El hallazgo aporta información sobre una cultura cuya importancia histórica no depende de grandes construcciones arquitectónicas, sino de su relación con montañas, cuevas, agua y otros elementos naturales. Los investigadores consideran que la cueva funcionó como un espacio ceremonial y no como un lugar de habitación.
Una exploración en un sitio de difícil acceso
Para ingresar a la cueva es necesario realizar un rappel de aproximadamente 10 metros y utilizar arnés, cuerdas, casco y otros materiales especializados. La investigación reunió a arqueólogos, escaladores y espeleólogos, en un trabajo definido por el equipo como “arqueología en lugares extremos”.
El sitio fue localizado originalmente en 2010 por Jairo Díaz, un guía certificado de la región. Las exploraciones arqueológicas se realizaron posteriormente con autorización y participación de la comunidad, un factor que contribuyó, junto con la dificultad del acceso, a que los depósitos permanecieran sin alteraciones visibles.
Cerámica vinculada con la cosmovisión zoque
Entre los materiales recuperados hay incensarios, urnas-efigie, cajetes, pequeñas ollas y otros objetos cerámicos. Varias piezas muestran representaciones de jaguares, tecolotes y serpientes, animales relacionados con la noche, las cuevas, el inframundo, la sabiduría y los ciclos de la vida y la muerte dentro de la cosmovisión zoque.
También se identificaron sahumadores y restos de copal. De acuerdo con la interpretación arqueológica, el humo producido por estos objetos pudo utilizarse como medio de comunicación ritual entre los seres humanos, las deidades y los ancestros.
Ofrendas relacionadas con la petición de lluvia
La ubicación de los depósitos, en la parte más profunda de la cueva, llevó a los especialistas a plantear que fueron colocados durante la temporada seca, posiblemente alrededor del año 700 de nuestra era. La hipótesis es que los zoques acudían al lugar durante periodos de sequía para realizar ofrendas y pedir lluvia.
Los investigadores describieron el contexto como excepcional debido a la cantidad de ofrendas y a la disposición de los depósitos rituales.

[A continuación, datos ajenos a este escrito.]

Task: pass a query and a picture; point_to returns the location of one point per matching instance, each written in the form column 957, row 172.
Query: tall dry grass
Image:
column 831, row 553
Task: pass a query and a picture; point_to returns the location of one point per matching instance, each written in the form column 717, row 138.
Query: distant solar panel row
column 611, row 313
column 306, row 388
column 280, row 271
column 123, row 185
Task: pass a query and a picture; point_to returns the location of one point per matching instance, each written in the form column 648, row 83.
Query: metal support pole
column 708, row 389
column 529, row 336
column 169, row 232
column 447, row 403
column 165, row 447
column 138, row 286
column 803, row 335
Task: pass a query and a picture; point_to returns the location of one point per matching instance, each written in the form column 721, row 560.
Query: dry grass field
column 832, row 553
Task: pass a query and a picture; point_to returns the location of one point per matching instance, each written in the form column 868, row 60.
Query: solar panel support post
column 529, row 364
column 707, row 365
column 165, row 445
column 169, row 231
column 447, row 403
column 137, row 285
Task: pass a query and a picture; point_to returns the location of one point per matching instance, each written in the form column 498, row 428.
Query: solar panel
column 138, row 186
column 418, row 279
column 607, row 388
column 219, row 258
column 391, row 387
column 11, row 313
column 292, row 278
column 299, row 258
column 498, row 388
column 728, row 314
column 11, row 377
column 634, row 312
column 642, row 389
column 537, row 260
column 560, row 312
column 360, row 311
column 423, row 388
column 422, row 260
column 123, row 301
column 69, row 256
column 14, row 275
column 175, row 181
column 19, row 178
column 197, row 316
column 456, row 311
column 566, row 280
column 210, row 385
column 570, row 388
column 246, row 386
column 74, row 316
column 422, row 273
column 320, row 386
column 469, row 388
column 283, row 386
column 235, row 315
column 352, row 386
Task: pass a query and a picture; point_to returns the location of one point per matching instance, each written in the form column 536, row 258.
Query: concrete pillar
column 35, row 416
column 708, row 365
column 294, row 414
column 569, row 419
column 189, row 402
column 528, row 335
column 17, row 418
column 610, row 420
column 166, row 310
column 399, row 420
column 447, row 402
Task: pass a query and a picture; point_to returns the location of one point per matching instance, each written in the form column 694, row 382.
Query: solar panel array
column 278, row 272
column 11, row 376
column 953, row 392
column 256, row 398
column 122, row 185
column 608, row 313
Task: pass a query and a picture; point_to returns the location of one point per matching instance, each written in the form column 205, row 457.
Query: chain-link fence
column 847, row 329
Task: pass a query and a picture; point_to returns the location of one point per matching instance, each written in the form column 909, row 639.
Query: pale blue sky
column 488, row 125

Hasta el momento no se han localizado restos óseos humanos; el material identificado corresponde principalmente a cerámica ceremonial.
Continuarán los estudios del sitio
Las investigaciones continuarán con nuevas exploraciones, registro mediante fotogrametría tridimensional y análisis especializados para precisar la cronología y la relevancia cultural de la cueva. También se estudiarán las superficies interiores de las piezas para determinar si conservan residuos de copal, cenizas, sustancias químicas u otros materiales.
La posible apertura del sitio para visitantes especializados dependerá de las gestiones correspondientes ante el Instituto Nacional de Antropología e Historia y de los permisos estatales. Por ahora, el conjunto arqueológico representa una oportunidad para profundizar en la historia y el paisaje sagrado de los pueblos zoques de Chiapas.